Around the Administration

Fauci Says U.S. Is Turning the Corner: The U.S. is turning the corner on the most recent surge in Covid-19 cases but more people need to get vaccinated to keep infections on a declining trend, infectious disease specialist Anthony Fauci said. Fauci, chief medical adviser to Biden, said that while the full-vaccination rate has hit 55%, the key risk is the 70 million eligible people in the U.S. who haven’t gotten a shot. “We certainly are turning the corner on this particular surge,” Fauci told ABC. Read more from Max Reyes.

  • U.S. Supreme Court Justice Sonia Sotomayor let New York City start enforcing its requirement that school employees be vaccinated against Covid-19 or lose their jobs, rejecting a bid by four teachers and staff members who sought to block the mandate. Sotomayor, who is assigned to consider emergency requests out of the New York-based 2nd U.S. Circuit Court of Appeals, made no comment in turning down the emergency request. Read more from Kimberly Robinson and Greg Stohr.

U.S. Urges China to Halt Military Moves on Taiwan: The U.S. called on China to halt its “provocative” pressure on Taiwan after a record number of incursions by Chinese warplanes, saying the actions are destabilizing and risk leading to “miscalculations.” The U.S. commitment to Taiwan “is rock solid and contributes to the maintenance of peace and stability across the Taiwan Strait and within the region,” State Department spokesman Ned Price said in a statement yesterday. Cindy Wang and Jacob Gu have more.

  • Meanwhile, the Biden administration will directly engage with Beijing in the coming days to enforce commitments in their trade deal and start a new process to exclude certain products from U.S. tariffs in an effort to help American workers and businesses, top administration officials said. U.S. Trade Representative Katherine Tai is scheduled to speak to Chinese Vice Premier Liu He soon, the first meeting where she will mainly stress China’s shortfalls in the agreement struck with Trump. Read more from Jenny Leonard.

France’s Le Drian to Hold Talks With Blinken: French Minister of Foreign Affairs Jean-Yves Le Drian is expected to hold talks with U.S. Secretary of State Antony Blinken in Paris tomorrow, in a bid to improve ties after the recent diplomatic crisis between the two countries. The two ministers will hold in-depth talks “in order to identify the steps that could allow the restoration of confidence between our two countries,” French Foreign Ministry spokeswoman Anne-Claire Legendre said in a statement. Blinken is visiting Paris this week for meetings at the Organization for Economic Cooperation and Development. Read more from Alexandre Rajbhandari.

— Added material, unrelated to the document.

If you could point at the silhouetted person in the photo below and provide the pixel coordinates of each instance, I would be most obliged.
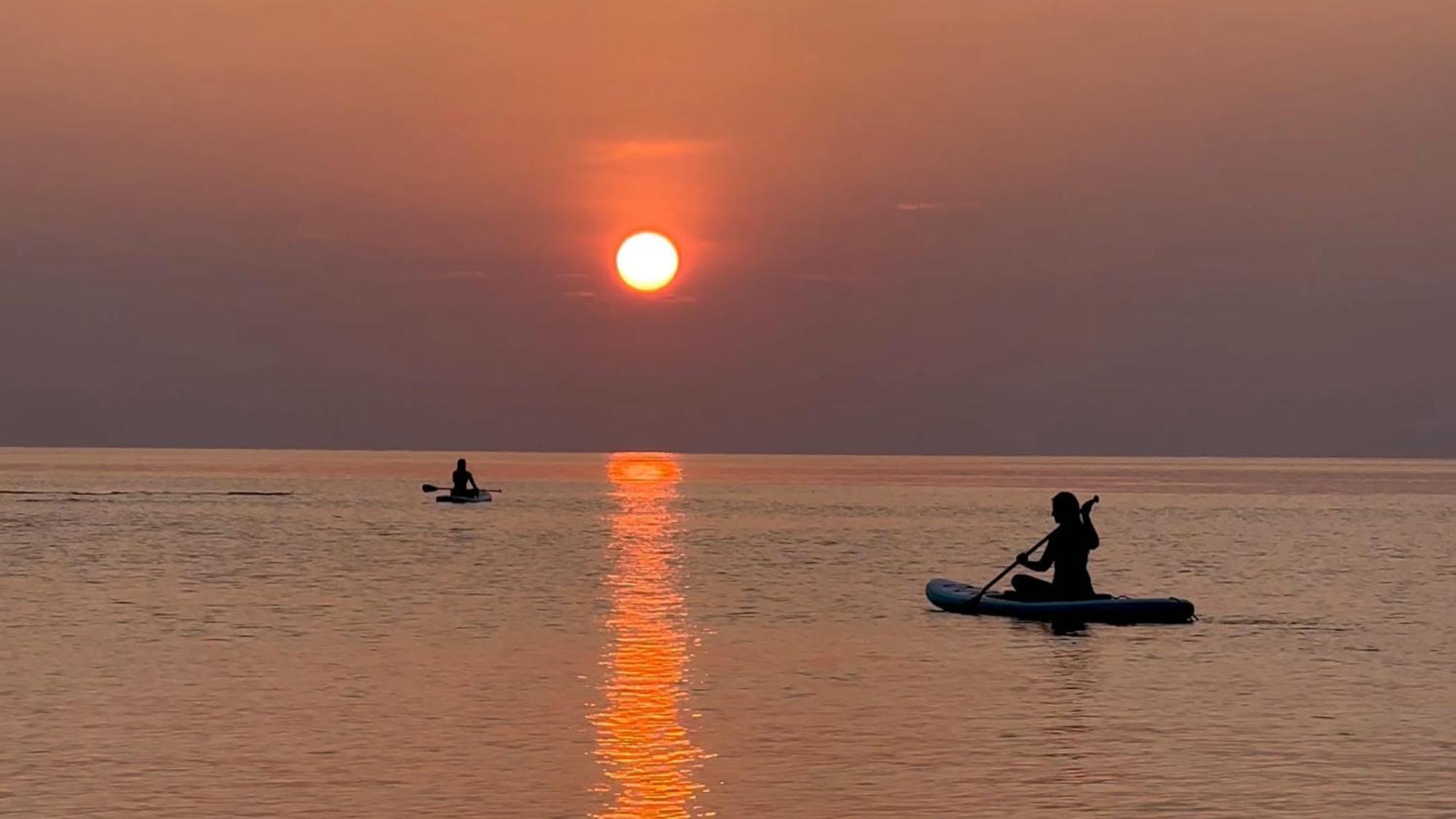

Iran Says Freeing Oil Money Could Revive Talks: Iran said its demand that the U.S. unblocks $10 billion of its oil funds trapped overseas is “one example” of what Washington could do to generate good will before big-power talks aimed at reviving the 2015 nuclear deal can restart, the country’s foreign ministry spokesman said today. “The U.S. can show that it’s changing its actions in many ways. Releasing $10 billion of our money is just one example,” Saeed Khatibzadeh said. Read more from Yasna Haghdoost.

The Biggest Revelations From the Pandora Papers Leak: An unprecedented leak of financial records known as the Pandora Papers has revealed the offshore financial assets of dozens of current and former world leaders and hundreds of politicians from Asia and the Middle East to Latin America. The International Consortium of Investigative Journalists obtained 11.9 million confidential documents from 14 separate legal and financial services firms, which the group said offered “a sweeping look at an industry that helps the world’s ultrawealthy, powerful government officials and other elites conceal trillions of dollars from tax authorities, prosecutors and others.” Iain Marlow examines some of the biggest revelations in the release.